Wed, 08/16/2023 - 17:41

To use the word “aspirational” in connection with the former president, as one of his lawyers recently did serially on a number of television talk shows, is aberrational.

Tyrants don’t speak aspirationally, they do not speak hopefully, they don’t say “wouldn’t it be wonderful if. . . ,” they bark orders, and woe to him or her who doesn’t carry them out.

I’ve been reading Stephen Greenblatt’s book about Shakespearean tyrants — Richard III, Jack Cade, Macbeth, Coriolanus, Lear, and Leontes among them — and their enablers, and it is instructive. His description of tyrants sends chills up your spine — a twisted one in Richard III’s case, which, with the withered arm, chiefly sets him off from the Republican front-runner.

A tyrant is “pathologically narcissistic and supremely arrogant . . . he loves to bark orders and to watch underlings scurry to carry them out . . . he is not merely indifferent to the law; he hates it . . . because it gets in his way and because it stands for a notion of the public good that he holds in contempt. . . . The public good is something only losers like to talk about. What he likes to talk about is winning.” Sound familiar?

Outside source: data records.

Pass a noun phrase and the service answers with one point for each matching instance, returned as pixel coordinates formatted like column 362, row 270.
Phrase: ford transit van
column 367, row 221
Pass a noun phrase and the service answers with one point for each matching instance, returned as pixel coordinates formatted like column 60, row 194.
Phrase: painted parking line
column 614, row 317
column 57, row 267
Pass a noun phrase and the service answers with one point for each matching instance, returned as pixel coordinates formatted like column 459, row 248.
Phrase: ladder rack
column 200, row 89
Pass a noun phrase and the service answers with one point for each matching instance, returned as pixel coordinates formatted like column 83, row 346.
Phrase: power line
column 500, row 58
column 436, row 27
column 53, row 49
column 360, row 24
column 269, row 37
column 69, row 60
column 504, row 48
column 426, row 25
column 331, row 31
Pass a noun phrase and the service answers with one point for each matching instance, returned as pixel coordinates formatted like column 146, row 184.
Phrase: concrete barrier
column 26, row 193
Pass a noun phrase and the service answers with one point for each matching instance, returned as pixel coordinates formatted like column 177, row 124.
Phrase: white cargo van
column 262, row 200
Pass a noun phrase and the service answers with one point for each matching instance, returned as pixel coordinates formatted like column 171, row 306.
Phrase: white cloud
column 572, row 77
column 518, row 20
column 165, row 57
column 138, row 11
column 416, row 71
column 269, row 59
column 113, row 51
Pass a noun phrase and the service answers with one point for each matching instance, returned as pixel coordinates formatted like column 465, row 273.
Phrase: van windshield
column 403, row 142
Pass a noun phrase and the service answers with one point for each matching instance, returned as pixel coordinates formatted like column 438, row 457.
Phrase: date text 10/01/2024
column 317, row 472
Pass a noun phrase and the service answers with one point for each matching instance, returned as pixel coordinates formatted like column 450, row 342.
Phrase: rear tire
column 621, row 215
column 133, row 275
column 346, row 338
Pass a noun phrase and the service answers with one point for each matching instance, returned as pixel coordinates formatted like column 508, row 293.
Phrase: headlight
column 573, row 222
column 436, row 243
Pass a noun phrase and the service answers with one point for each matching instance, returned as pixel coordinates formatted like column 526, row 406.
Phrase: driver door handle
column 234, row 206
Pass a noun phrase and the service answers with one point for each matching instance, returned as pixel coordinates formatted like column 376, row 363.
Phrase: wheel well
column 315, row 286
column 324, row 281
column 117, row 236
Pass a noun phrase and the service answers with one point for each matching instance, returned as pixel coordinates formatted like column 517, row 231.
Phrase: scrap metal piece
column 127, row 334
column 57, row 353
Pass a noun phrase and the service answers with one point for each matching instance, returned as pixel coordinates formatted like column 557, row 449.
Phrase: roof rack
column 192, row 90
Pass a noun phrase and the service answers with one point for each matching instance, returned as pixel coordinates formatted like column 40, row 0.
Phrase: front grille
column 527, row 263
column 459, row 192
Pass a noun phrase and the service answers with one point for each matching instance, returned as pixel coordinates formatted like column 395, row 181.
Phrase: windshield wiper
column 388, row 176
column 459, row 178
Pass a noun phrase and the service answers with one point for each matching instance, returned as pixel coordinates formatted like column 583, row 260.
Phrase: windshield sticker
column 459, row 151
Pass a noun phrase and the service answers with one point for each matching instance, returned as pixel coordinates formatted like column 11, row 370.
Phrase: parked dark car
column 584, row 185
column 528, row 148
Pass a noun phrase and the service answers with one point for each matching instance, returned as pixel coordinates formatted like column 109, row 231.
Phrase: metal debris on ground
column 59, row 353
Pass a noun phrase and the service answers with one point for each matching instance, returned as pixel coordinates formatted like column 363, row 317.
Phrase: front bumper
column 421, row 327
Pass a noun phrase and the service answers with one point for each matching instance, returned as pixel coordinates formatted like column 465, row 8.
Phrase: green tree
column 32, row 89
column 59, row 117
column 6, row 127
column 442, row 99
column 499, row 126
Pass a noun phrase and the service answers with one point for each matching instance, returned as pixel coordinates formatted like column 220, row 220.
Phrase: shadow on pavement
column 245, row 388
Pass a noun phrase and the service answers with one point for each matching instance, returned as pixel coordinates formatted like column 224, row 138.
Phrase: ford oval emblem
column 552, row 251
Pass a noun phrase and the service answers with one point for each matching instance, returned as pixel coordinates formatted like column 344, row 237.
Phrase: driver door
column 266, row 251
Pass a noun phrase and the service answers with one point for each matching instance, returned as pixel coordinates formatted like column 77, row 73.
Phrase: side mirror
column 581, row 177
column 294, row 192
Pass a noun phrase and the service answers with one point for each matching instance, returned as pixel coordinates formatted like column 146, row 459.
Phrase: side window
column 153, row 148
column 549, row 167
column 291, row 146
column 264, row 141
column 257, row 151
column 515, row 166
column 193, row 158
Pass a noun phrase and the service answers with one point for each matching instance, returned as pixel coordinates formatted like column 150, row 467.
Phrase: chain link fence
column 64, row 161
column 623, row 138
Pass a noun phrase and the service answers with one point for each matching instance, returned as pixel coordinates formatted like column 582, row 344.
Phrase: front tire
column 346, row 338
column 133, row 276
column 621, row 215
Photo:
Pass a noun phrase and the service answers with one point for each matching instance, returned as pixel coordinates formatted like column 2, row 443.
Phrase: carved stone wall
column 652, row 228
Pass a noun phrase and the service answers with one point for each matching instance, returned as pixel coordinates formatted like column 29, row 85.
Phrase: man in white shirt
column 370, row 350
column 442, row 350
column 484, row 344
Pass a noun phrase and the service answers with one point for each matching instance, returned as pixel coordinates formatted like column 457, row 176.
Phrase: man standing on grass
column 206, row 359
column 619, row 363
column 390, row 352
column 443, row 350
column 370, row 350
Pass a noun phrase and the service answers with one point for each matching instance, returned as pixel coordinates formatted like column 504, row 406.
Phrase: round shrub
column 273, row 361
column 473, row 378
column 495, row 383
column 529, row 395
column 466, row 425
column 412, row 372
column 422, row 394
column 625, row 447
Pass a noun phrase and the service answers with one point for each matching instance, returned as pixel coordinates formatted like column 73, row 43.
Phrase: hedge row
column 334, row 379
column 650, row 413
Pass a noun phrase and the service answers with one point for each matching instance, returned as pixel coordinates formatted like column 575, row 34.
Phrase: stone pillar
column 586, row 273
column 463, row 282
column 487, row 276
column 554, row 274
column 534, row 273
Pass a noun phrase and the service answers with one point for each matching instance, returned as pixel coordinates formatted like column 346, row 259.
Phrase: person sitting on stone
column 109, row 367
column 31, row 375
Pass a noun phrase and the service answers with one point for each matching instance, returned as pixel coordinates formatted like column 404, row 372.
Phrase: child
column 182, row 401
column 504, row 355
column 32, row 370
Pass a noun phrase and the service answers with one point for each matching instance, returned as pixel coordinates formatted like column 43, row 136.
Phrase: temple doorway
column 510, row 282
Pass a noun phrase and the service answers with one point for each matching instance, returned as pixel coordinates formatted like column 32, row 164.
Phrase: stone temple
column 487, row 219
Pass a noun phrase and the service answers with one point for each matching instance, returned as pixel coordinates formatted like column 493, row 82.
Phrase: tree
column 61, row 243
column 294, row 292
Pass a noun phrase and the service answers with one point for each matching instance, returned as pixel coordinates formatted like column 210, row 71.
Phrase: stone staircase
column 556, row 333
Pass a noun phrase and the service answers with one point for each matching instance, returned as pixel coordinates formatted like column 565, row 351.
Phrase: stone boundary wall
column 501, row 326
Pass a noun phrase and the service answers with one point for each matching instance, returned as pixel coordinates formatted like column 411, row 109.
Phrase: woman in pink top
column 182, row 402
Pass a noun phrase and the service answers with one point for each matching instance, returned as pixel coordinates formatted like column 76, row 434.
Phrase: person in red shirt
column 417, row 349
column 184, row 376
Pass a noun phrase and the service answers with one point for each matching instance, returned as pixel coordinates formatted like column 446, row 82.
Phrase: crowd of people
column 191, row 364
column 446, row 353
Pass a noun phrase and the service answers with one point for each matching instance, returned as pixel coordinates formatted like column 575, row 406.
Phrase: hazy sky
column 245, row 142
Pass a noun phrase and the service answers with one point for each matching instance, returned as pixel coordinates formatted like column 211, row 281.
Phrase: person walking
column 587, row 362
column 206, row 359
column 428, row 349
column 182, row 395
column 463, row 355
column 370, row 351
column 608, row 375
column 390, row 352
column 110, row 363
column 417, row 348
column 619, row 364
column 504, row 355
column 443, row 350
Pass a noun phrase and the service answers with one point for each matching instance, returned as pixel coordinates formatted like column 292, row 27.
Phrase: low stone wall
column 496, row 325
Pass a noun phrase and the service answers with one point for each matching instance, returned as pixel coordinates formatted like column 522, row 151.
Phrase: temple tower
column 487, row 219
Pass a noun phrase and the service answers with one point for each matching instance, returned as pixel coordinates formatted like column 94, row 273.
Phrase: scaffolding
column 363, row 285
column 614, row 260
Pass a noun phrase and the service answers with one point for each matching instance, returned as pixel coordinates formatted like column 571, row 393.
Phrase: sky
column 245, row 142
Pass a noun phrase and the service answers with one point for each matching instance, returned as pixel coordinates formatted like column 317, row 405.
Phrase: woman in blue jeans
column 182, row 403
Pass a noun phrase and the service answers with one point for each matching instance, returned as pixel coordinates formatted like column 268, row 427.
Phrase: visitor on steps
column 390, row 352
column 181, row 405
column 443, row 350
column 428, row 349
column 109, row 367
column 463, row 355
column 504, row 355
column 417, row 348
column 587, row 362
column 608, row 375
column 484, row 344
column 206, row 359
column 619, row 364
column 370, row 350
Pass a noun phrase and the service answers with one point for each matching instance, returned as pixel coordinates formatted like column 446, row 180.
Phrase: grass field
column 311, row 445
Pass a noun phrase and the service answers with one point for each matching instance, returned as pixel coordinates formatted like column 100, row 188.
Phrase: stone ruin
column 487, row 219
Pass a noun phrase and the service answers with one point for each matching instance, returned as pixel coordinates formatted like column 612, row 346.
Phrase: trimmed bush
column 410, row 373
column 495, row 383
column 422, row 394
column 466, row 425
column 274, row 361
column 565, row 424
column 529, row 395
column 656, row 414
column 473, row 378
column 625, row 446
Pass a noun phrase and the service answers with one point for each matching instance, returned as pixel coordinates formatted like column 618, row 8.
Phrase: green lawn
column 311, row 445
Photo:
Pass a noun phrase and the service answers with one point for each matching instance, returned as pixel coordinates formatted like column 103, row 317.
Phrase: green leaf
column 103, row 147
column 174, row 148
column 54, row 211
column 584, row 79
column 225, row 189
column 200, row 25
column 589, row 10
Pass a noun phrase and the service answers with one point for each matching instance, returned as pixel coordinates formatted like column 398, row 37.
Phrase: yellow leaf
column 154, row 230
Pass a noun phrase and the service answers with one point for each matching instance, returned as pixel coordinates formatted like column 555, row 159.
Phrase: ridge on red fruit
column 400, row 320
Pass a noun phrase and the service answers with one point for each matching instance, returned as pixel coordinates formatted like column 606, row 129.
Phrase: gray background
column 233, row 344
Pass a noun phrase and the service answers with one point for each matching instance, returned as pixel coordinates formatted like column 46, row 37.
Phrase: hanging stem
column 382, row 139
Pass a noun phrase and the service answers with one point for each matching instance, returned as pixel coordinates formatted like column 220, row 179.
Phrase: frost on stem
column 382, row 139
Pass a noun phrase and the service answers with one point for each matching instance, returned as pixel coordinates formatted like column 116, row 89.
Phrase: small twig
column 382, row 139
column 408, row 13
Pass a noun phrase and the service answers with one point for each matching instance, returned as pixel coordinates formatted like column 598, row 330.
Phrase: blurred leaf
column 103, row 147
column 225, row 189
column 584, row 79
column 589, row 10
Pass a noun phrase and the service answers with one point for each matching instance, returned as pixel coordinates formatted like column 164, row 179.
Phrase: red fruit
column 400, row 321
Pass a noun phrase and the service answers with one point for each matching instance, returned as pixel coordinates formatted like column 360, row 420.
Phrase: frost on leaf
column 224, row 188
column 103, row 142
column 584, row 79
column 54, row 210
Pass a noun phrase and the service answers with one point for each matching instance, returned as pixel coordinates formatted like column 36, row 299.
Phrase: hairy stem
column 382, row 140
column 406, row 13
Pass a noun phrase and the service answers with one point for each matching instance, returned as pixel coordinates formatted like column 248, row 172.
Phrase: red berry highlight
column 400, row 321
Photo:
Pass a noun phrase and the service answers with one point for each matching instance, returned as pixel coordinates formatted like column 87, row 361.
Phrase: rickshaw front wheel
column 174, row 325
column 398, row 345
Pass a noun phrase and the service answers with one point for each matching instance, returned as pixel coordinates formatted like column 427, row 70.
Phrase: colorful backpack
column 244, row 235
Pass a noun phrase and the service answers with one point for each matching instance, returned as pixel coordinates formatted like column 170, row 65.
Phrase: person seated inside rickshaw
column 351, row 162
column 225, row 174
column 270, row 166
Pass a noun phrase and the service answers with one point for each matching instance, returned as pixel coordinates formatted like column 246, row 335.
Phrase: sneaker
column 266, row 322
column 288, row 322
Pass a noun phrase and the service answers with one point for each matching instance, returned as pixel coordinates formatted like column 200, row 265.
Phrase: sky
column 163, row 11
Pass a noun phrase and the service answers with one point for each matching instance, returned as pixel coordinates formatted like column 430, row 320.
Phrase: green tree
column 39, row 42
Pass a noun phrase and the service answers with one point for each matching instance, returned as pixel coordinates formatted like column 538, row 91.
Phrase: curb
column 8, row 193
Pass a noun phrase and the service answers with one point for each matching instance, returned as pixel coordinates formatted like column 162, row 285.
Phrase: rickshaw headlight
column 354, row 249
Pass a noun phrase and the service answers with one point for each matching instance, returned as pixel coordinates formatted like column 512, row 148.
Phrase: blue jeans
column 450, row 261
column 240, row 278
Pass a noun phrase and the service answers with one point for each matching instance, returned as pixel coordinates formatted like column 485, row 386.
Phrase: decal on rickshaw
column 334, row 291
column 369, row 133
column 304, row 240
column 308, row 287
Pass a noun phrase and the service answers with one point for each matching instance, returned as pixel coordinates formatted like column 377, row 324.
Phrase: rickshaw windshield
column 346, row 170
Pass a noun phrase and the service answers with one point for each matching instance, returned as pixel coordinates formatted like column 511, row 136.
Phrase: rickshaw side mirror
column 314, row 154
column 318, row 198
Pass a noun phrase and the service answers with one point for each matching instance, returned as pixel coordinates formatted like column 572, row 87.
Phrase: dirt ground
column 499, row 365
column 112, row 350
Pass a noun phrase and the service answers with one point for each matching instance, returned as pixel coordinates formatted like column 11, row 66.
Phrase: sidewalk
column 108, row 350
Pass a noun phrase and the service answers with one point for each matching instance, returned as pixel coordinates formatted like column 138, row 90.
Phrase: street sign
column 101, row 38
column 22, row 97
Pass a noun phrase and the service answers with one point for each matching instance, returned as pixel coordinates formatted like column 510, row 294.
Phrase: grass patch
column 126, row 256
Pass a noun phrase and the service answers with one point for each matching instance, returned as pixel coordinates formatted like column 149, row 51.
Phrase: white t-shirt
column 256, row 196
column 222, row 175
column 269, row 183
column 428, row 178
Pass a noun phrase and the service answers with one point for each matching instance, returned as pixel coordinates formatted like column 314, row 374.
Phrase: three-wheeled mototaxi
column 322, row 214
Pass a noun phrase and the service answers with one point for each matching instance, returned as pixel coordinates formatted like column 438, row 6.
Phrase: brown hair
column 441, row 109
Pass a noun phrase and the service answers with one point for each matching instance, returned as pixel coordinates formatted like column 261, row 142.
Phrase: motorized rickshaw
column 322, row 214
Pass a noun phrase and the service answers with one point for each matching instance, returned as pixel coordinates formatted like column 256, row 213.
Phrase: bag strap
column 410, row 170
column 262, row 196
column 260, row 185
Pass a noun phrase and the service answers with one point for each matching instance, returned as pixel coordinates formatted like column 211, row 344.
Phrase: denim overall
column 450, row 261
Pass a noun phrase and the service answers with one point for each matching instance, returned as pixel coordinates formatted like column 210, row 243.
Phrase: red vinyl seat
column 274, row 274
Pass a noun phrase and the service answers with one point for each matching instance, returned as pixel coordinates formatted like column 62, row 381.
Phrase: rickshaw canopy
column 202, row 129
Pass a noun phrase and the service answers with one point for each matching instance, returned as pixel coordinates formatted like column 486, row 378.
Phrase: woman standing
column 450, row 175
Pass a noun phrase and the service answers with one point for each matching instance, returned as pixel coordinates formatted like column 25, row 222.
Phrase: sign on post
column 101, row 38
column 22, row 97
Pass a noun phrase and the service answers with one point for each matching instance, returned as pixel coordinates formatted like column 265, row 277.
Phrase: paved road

Mary said she liked the idea of a worldwide televised trial, as was suggested by Steven Brill on The Times’s editorial page the other day, but I wonder. Were I a juror, I think I’d wear a cowl and  cover my face. As a letter writer to The Times said on Aug. 8, the defendant has already, by having threatened “judges, prosecutors, witnesses, and possible jurors,” committed jailworthy violations. Put that in your aspirator and suck it.

Anyway, this is my late stepfather’s birthday, and I’ve been thinking of him too, a genuine member of “the greatest generation.” While a lifelong Republican, and a devotee of Hillsdale College, he would never have approved of Trump. Come to think of it, there were precious few people he did approve of.

“Rank has its privileges AND its responsibilities,” he would say now and again, glancing my way.

And I must say he WAS responsible, and, being a child of the Depression, as was my mother, who saved him, he did not abuse his privileges. He was loving, too, and tolerant — aspirational, in fact, when it came to me.